If you have any self-assessment income tax to pay by 31st January, or any VAT to pay in early February, don’t forget that the last day to make HMRC payments for free with a Curve Card is 23rd January.
Unless you have Curve Metal, a 1.5% fee will apply to all HMRC payments made from 24th January if your Curve Card is linked to a credit card
(If you applied for Curve Card after 26th November, you are already paying for Curve Card payments to HMRC. This article is only for legacy cardholders who applied by 26th November.)
Details of this change can be found on the Curve website here.
If you have tax to pay, I strongly recommend that you pay as much as you can via Curve Card over the next four days. You are, of course, restricted by your daily and weekly payment limits which can be found in the app.
(If you don’t know anything about Curve Card, you may want to read my introduction here before continuing.)

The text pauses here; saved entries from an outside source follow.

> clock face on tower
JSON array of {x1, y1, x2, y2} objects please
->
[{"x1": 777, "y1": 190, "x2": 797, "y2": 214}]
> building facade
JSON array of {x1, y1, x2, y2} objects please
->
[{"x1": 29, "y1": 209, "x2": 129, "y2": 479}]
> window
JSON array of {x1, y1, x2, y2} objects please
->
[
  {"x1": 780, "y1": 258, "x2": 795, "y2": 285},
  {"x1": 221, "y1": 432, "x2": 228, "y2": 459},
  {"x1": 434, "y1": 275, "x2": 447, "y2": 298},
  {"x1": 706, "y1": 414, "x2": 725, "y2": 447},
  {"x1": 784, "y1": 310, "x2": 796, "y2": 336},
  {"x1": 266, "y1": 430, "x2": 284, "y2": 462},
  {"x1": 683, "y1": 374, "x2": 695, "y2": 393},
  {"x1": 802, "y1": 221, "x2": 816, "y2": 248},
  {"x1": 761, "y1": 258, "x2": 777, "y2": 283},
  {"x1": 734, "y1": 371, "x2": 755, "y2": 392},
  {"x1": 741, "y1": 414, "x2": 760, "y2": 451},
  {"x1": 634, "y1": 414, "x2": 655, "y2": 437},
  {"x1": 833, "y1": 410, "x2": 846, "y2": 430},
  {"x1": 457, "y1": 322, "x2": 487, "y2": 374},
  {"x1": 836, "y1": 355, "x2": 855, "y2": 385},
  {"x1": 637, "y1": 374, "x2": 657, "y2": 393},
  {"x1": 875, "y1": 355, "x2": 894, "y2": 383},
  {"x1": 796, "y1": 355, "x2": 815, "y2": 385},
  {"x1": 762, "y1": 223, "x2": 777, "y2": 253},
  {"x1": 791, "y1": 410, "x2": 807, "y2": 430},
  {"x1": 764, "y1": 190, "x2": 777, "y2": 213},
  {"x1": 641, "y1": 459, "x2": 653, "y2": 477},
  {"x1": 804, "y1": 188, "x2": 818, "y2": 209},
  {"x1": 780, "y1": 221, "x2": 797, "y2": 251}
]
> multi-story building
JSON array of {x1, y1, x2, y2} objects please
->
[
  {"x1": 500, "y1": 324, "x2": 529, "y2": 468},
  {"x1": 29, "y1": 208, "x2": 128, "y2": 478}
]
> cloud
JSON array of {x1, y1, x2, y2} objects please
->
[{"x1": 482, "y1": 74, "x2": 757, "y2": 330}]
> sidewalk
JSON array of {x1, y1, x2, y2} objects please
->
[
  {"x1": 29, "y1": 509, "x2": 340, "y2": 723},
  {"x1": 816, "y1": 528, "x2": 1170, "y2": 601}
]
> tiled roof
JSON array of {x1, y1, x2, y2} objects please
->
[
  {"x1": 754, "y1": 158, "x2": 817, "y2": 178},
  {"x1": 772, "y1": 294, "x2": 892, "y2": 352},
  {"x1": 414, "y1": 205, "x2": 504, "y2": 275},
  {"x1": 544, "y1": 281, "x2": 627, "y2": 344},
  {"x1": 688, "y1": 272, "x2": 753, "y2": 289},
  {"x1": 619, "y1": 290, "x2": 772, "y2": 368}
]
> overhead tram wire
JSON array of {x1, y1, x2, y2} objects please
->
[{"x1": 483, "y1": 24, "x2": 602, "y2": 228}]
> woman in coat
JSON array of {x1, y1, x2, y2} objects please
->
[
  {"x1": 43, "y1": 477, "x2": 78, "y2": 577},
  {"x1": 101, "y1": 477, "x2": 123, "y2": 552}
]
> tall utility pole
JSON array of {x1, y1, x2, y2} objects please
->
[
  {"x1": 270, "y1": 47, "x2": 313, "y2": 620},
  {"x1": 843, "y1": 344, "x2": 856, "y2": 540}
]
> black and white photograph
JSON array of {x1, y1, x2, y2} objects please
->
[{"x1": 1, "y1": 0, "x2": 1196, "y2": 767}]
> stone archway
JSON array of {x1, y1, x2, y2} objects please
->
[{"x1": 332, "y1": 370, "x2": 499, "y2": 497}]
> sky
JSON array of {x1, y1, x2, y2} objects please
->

From 24th January, is it worth paying 1.5% to use Curve with HMRC?
It is pointless (sic) paying a 1.5% fee to pay HMRC via Curve Card. There are very few scenarios where the underlying miles and points earned will be worth that.
The only exception may be if you have a Virgin Atlantic Reward+ Mastercard, earning 1.5 miles per £1.
Your miles would be costing you 1p each. This is not a great deal but some people may find it acceptable. I don’t.
Should you upgrade to Curve Metal?
Curve Metal customers will not pay a fee from 24th January. This is intriguing. Curve Metal costs £14.95 per month or £150 per year. If you have substantial tax bills, the upgrade may be attractive.
Let’s run some numbers …..
GREAT DEAL – Pay £50k of tax per year on a Capital On Tap Business Rewards Visa card (1 Avios per £1) = 50,000 Avios for £150 Curve Metal fee
GREAT DEAL – Pay £40k of tax per year on a Virgin Atlantic Reward+ Mastercard (1.5 miles per £1) = 60,000 Virgin Flying Club miles for £150 Curve Metal fee
AVERAGE DEAL – Pay £30k of tax per year on an IHG Rewards Club Premium Mastercard (2 points per £1) = 60,000 status-qualifying IHG Rewards Club points (valued by me at £240) for £150 Curve Metal fee
BAD DEAL – Pay £20k of tax per year on a HSBC Premier Mastercard (0.5 Avios or other miles per £1) = 10,000 Avios for £150 Curve Metal fee
Whether this works for you is a factor of BOTH how much tax you pay per year AND how generous your best Visa or Mastercard rewards card is.
The bottom line is that:
if you pay enough to HMRC each year, and
you have a large enough Curve limit (most people have £50,000 per rolling 365 day period), and
you have a generous-enough points-earning Visa or Mastercard credit card linked to Curve
…. then Curve Card via Curve Metal may still be an attractive way to pay the Inland Revenue from 24th January.
Don’t forget that Curve Metal has other benefits too
On top of the ability to pay unlimited sums to HMRC – subject to your Curve Card limits, which for most people are £50,000 of charges per year – your £150 annual Curve Metal fee comes with other benefits:
This page of the Curve website compares the three different types of Curve Card. With regards to Curve Metal:
Card: You get a funky 18g brushed metal card in red, blue or rose gold. I have the blue one and it is a bit boring to be honest so I’d recommend one of the others!
Foreign exchange fees: Unlimited transactions with no fee (0.5% fee $ or € and 1.5% fee for other currencies applies to transactions made on a Saturday or Sunday)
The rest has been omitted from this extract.